Dora Guo

It’s crowded. The room is full of people — sweaty, smelly human bodies brushing against each other and knocking into one another, mumbling rushed apologies followed by excessively loud laughter. It must be long past midnight. I consider looking for my friends, but I quickly decide against it. They have probably found themselves someone to talk to and, by now, they are most likely exchanging body odor and phone numbers and maybe even favorite hobbies. 

So I stay sitting on the cheap plastic kitchen table, legs hanging off the edge, staring into the crowded room full of people. The music is loud, probably louder than it should be, certainly much too loud for anyone to have a real conversation. I guess real conversations are old fashioned anyway. I could stand up and try to talk to somebody. But that would require effort. And, there’s no guarantee that anyone interesting would want to talk to me. So I stay sitting on the cheap plastic kitchen table, watching the crowd of strangers. 

That blonde boy seems to be quite the character. He snakes through the crowd, smiling — dimples and blue eyes and a black bucket hat. He asks girls for their names and their interests. She says history and he says he loves history. She raises her eyebrows, pleased. The next one says she wants to major in art and he says he loves art too. A real Renaissance man. I wonder if he’ll remember any of this tomorrow. Probably not. He probably doesn’t even want to. 

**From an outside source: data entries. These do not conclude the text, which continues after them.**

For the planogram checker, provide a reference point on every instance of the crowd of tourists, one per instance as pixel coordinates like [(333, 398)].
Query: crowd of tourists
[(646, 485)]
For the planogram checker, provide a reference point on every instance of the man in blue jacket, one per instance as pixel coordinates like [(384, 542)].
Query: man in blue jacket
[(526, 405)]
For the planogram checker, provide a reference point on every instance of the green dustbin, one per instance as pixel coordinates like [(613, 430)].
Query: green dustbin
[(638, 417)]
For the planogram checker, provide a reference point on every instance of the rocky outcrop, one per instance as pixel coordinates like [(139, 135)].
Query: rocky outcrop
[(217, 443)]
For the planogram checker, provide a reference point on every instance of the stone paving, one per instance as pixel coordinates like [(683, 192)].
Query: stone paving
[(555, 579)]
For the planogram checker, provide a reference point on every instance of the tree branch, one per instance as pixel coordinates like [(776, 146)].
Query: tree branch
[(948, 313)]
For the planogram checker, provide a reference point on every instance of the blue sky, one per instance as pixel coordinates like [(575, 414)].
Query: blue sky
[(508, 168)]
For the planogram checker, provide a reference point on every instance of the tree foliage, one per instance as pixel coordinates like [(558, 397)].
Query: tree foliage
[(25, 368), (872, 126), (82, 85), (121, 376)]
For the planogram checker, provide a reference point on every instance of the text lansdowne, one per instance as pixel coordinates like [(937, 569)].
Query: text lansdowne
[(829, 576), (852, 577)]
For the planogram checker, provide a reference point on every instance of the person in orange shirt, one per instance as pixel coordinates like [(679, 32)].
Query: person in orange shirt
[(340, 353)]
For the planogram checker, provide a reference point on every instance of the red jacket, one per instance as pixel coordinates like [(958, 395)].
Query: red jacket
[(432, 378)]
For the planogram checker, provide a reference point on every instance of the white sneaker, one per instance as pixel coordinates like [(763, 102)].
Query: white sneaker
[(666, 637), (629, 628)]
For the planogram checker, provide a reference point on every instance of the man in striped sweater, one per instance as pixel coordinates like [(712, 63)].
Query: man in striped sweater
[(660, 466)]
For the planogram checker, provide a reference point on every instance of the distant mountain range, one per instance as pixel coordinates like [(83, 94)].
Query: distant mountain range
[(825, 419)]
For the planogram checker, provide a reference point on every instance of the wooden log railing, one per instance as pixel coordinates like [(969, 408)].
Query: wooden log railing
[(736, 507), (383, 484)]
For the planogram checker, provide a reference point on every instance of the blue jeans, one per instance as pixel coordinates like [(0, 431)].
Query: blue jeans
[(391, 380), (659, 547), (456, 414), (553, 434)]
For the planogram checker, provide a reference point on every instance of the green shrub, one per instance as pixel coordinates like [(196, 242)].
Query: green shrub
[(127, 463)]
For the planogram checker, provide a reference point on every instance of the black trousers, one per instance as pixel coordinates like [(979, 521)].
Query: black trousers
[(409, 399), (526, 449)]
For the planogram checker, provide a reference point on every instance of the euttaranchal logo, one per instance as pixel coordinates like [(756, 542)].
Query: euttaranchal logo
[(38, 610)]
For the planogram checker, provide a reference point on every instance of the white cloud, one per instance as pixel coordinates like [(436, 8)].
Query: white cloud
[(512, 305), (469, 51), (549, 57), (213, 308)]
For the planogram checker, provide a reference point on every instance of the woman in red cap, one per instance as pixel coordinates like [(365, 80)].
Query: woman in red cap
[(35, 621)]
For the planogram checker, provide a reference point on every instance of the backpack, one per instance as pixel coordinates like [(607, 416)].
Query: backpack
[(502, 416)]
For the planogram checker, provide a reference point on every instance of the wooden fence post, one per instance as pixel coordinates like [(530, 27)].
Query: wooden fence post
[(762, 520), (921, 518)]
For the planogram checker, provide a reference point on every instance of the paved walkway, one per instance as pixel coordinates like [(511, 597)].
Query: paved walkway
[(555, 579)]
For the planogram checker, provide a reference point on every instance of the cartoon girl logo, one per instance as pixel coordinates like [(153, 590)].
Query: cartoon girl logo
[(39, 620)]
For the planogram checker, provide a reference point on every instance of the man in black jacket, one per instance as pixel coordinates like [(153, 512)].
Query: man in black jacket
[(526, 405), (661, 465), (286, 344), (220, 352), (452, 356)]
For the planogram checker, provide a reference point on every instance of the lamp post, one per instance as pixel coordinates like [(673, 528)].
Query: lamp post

I look to my left. That brunette girl seems to be having a heck of a night. She throws her head back and laughs — one of those deep, full laughs that spreads to every corner of the room. A few strands of hair slip out of her loose ponytail, falling against her shoulders as she wraps her arms around her boyfriend’s neck. He smiles, nodding across the room to a friend. Maybe she’s in love with him. Or maybe they just met last weekend and decided that they were hormonally destined for each other. Probably that. 

One of my friends stands across the room near the window, leaning her back against the wall, talking to some guy she probably just met a few minutes ago. She tucks her hair behind her ear and says something. His eyes widen. She must’ve said something surprising. Maybe she told him about her nerdy fascination and borderline obsession with astrophysics and white dwarf stars. Or, maybe she told him about her high school math team and the way she flies through numbers as if it is second nature. Probably not. That would bore him, or so she thinks. Instead, she probably told him about that wild party she went to last weekend. Or, maybe she told him about her midnight runs to Papa John’s to pick up vegan pizza. That would be interesting. That would be fun. That would make his eyes widen. I hope he’s a good guy. But I’m doubtful. At this point, I’m convinced that good guys may as well be endangered species. 

Regardless, there’s some sort of strange electric feeling about being in a crowded room full of people. It’s almost like a humanity overload, something that seems so disgustingly unnecessary, yet so natural. So right. There is something so predictable and so human about the way we brush past each other under the green lights, skin touching skin, sharing the same dirty oxygen, complaining about our hardest classes and our broken relationships, knowing (and perhaps even hoping) that none of us will remember this conversation by the time morning comes. 

To be fair, there is a chance that it’ll last beyond just one night — a slim chance that you will meet again, that you will follow each other on social media and meet up for lunch and work on the math homework together. But that is highly unlikely. It is, in fact, much more likely that he will remain the hot mystery boy with the black bucket hat who you never got the chance to properly talk to. She will remain the pretty girl with the loud laugh and you will wish you asked for her name. And I will remain that girl who sat on your cheap plastic kitchen table, ripped jeans and purple shirt, staring into the crowd. 

Whatever the case, whether you see each other again or not, you should probably put a label on it. Because that’s just what we do. Best friend, boyfriend, girlfriend, friends with benefits, classmate, acquaintance, strangers. All these people in this crowded room are just strangers. I don’t know them and I don’t necessarily want to know them. But somehow, I am still sitting on their cheap plastic kitchen table, listening to the same music that they are listening to, breathing the same dirty oxygen that they are breathing, feeling a slight bump against my knee as someone walks past me and their jeans touch mine. 

I think about getting up to leave, wondering when everything suddenly became so superficial. Sometime between Monday morning and Thursday midnight, things must’ve changed. Something must’ve happened because now, it’s Friday and no one seems to care about the fact that I’m sitting on their cheap plastic kitchen table. I thought people were supposed to get to know people, to remember people. But on Friday nights, perhaps that’s not the point. Perhaps we’re not supposed to remember his name or her terrible break up or any of their interesting stories from last weekend. It’s Friday night. All we’re supposed to do is stay, stay in this crowded room full of people. And, by the time morning comes, we’ll remember that we spent Friday night together. Sure, we won’t really know each other. He won’t know about her nerdy obsession with white dwarf stars and she won’t know that he was lying to her about loving art, but none of that really matters. All that matters is that we spent Friday night together — speaking words into the same air, glancing at each other from across the room, listening to the same loud music, exchanging laughs and stories and smiles and body odor with absolute strangers. 

Note: This article is based on pre-pandemic events.